Monday, March 11, 2013
"Where There's a Will"...There's a Gallagher
After emotional fireworks on last week’s episode, the Gallagher’s were back scheming wicked plots to save themselves from eviction. Even murder wasn’t off the table, and when Carl (Ethan Cutkosky) suggests exterminating Cousin Patrick with rat poison, Fiona (Emmy Rossum) memorably says: “I’m raising a sociopath.”
But, Debbie (Emma Kenney) is turning into the spitting image (like they say across the pond) of our desperate heroine, Fiona, and it’s comforting to know that little Debs will take after her capable big sister. In past seasons, Debs has done everything in her power to transform her cacophonous life into something less chaotic – from getting good grades, taking care of the children at daycare, to cooking and cleaning around the house. She wanted to be a miniature “Martha Stewart” as Ms. Kenney claimed in a recent interview. But, now she’s realizing that sometimes those who play by their own set of rules are the ones that ultimately survive.
To that end, Debs alleges false accusations of sexual abuse against Cousin Patrick to strong-arm him into leaving them the house. But, she is also learning that payback is also a necessary part of the Gallagher way of life. (Last episode, she escaped from her foster-home/child-labor camp and even managed to crazy-glue her foster mother’s eyelids shut before sneaking out the front door. Bad, but also awesome, Debs.)
The impressive part is that Ms. Kenney grew up in a New-Jersey suburb, far removed from the deceitful Canaryville streets. She also started her role on Shameless in her preteens. Ms. Kenney has proved a competent actress in her young career, and the challenging role of portraying a psychologically battered Gallagher sibling is requisite justification.
Moving from Debs to her father, Frank (William H. Macy) spent most of this episode causing and resolving his own constellation of problems, a trend that will hopefully continue. Since Sheila kicked him out, Frank is preoccupied enough with finding a roof to put over his head that he leaves the rest of his family alone. He certainly doesn’t help Fiona and the gang while they’re in jeopardy of losing their own home to Cousin Patrick, instead asking what they should steal from the house before they get thrown out: the copper pipes.
But, that might just be enough for me to get on board with Frank’s character – just leave everyone else alone. He can be so witty and off-the-cuff, even when he’s hopelessly tactless and crass; it’s hard sometimes not to smirk or even smile.

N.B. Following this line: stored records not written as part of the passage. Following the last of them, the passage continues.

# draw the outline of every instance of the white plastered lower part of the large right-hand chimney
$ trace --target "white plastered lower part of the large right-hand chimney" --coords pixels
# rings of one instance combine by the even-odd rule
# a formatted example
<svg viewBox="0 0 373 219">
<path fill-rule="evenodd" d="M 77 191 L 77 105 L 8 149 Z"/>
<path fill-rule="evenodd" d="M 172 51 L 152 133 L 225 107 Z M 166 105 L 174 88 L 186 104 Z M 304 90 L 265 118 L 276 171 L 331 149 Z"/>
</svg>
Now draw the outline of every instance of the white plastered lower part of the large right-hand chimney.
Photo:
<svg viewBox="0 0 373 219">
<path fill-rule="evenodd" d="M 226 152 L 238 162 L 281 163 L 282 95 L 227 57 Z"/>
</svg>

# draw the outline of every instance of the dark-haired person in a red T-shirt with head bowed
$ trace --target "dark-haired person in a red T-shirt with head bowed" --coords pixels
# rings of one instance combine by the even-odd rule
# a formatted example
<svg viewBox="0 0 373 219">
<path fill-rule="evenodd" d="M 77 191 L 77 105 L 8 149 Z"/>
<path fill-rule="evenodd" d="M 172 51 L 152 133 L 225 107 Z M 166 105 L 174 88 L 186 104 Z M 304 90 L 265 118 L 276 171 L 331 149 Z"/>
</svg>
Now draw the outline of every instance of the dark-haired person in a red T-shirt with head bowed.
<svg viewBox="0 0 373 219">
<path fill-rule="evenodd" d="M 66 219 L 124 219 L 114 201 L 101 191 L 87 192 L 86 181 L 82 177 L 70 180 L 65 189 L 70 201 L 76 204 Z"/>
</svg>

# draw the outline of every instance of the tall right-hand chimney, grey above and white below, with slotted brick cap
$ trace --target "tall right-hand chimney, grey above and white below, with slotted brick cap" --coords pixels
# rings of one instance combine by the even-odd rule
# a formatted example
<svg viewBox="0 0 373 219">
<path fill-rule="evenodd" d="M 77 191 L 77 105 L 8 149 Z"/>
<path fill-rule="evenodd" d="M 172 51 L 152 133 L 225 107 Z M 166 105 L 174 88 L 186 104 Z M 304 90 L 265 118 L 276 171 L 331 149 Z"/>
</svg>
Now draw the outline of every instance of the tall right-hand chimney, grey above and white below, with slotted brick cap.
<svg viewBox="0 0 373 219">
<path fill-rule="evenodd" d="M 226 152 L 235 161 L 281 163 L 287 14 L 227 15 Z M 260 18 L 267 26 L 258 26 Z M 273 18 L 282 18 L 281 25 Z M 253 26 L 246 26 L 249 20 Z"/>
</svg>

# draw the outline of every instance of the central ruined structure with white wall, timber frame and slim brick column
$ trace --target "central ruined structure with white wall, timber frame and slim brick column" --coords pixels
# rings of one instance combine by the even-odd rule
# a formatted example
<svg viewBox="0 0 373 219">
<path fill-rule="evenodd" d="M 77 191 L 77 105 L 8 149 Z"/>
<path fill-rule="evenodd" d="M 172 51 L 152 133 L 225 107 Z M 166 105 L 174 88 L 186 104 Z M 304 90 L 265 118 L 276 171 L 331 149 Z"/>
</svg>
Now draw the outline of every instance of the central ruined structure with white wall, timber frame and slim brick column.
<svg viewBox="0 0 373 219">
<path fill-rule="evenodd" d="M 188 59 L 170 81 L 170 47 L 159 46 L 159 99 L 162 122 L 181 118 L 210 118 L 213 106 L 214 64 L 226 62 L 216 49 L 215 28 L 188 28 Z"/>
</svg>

There is a part of his character that is genius, which is a true testament to the ability of William H. Macy. When Cousin Patrick scatters Aunt Ginger’s ashes on the street corner where she used to work, Frank implies to the handful of mourners present that she was at least good at what she did: “[She] could unhinge her jaw like a Burmese python.”
What Frank should do to help himself and his family is to take a bit of his own advice. When Sheila tries to enlist Frank to help her stage an intervention for her sex-addicted boyfriend, Jody, Frank says that his “libertarian leanings” wouldn’t allow him to: “Live and let live, Sheils,” he says. There is truth to his self-serving statement. Frank wants others to let him live the life that he chooses – a life led by the drop. But, there is high irony too. By leading a life of alcoholism, Frank takes away opportunities for his own family to make a better life for themselves, especially Fiona, who is constantly left to pick up the pieces. Hopefully, Frank will continue to lead his own life and stop taking advantage of his underprivileged children. We can hope, but we won’t hold our breath.
- Sheila finds out that Karen told the Wong’s to pick up baby Hymie, a powerful moment for their relationship. Of course, Karen coming home with her tail between her legs, couldn’t have been that cut and dry – that perfect. Will Sheila have had enough of her meddling daughter?
- Will Karen get back together with Lip? After their sexual bouts this past episode, Mandy might finally kick the unappreciative Lip to the curb. At least with Karen, we know we’re in for a bumpy ride.